Evolution of web server architecture
In the beginning we had multi process architecture. Every request was processed by a different process. The processes could be long-lived (pooled) and reused across multiple requests. However at any given point of time one request would map to a single process. The idea was simple and enabled multiple cores to be utilized on a single machine without changing the code much. The benefits were requests were isolated so that if processing a single request caused a crash it did not affect the entire server. Each process had its own memory and if you needed to share then one could use shared memory but it had to be explicit.
Then came the multithreaded version of the web server. Instead of each request mapping to a process with its own memory space it would be mapped to a single thread and all the threads would share the memory space by default. If access needed to be restricted than it would require the method or function which would be accessed by multiple threads to setup monitors to avoid race conditions if need be. If you wanted data which was local to the thread you used stack and/or thread-local data explicitly to avoid sharing. Since we no longer had isolation and the processing of a single request could lead to shutting down the web server we needed multiple instances of the web server to ensure availability remained high. An orthogonal direction to manage sharing of data was using actors which was essentially a run-time for every object instance which would look at a queue of incoming requests and process them as opposed to using a function call to invoke object instance methods directly which could cause race conditions to appear on the caller of the object method. Maybe at some level this can be considered true multi-threaded encapsulation. Debugging issues in this model is made more complex by the high degree of sharing.
The next phase is the rise of the event-driven reactive servers like netty, node.js, nginx. Each thread runs a full web-server inside of it (listening on sockets, running business logic) and essentially fully taking up a core on the machine. In this model everything is shared including the thread. Each thread does not process an entire request from beginning to end but works on those parts of the request processing which consume CPU and keeps switching between different requests to ensure core is kept busy even though requests might need to make blocking calls to downstream services. The state machine regarding what needs to be done with each request needs to be kept in memory for each request since the call stack can't be used for this. We have even less isolation in this model and debugging gets progressively harder.

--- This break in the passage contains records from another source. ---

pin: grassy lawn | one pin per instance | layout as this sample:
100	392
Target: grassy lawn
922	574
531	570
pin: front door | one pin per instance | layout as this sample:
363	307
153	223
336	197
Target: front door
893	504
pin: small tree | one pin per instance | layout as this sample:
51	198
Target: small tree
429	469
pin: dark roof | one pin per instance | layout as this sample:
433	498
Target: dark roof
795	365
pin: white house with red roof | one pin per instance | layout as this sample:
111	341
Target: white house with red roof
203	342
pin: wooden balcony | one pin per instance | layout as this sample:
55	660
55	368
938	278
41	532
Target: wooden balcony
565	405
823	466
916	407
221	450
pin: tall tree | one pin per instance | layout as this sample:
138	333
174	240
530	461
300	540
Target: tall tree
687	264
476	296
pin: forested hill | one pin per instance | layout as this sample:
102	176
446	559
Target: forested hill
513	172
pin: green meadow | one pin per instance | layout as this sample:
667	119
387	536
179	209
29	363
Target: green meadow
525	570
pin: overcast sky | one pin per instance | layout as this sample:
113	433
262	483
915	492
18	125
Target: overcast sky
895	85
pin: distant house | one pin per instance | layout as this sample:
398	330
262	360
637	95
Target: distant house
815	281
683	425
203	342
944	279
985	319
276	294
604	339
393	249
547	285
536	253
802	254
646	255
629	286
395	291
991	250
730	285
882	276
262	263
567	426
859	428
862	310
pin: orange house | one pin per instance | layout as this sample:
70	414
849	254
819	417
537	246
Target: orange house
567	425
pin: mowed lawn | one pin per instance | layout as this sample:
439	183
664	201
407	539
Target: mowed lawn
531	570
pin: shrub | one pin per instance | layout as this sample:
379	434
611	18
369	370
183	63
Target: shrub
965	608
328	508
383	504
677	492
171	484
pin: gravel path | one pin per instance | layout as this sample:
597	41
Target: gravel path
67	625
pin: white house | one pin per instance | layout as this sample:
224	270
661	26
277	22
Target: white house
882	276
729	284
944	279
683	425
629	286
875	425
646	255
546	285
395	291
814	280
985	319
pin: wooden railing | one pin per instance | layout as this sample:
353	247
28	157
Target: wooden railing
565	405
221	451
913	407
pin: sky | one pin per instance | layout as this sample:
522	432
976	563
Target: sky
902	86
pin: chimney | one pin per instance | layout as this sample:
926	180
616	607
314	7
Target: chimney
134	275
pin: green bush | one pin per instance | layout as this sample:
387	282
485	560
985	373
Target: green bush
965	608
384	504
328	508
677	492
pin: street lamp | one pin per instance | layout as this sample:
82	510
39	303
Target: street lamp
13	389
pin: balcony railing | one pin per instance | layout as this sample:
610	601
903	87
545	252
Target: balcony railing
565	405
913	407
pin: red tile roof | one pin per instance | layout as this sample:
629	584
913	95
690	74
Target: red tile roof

Similar thing is playing out in the cloud architecture. We started with virtual machines which were thought to be too heavyweight what with their own dedicated OSes and very high isolation and security. Since this was too heavyweight for a lot of use cases we moved to containers where only the user side of the kernel is running in an isolated manner in the container everything else is shared. Now code/processes owned by different entities could be running on the same operating system (shared socket buffers, disk buffers etc..) as one another for lesser isolation but more efficient use of resources. However, in this architecture as well containers could be sitting idle without any requests to process so we moved to lambda architecture where the container is spawned only when there is a request associated with it (event-driven model).
If we consider that increased sharing as a way to achieve higher efficiencies and reduce costs (at the expense of increased complexity and developer overhead) is a long-term trend then it would follow that the next architecture would allow for sharing of containers/processing logic (build out services where requests from multiple different entities (users or companies as the case maybe) share the same container instance at the same time). This would mean that instead of users/companies sharing static read-only container images which is deployed separately by each of them each container would expose a service by default which could be invoked by anyone safely leading to fewer wasted resources. Scaling and isolation of the storage attached to the consumer will need to be tackled by a robust framework similar to container technology.
Curious to see what the next computing model would look like which could improve efficiency and achieve more with lesser amount of resources.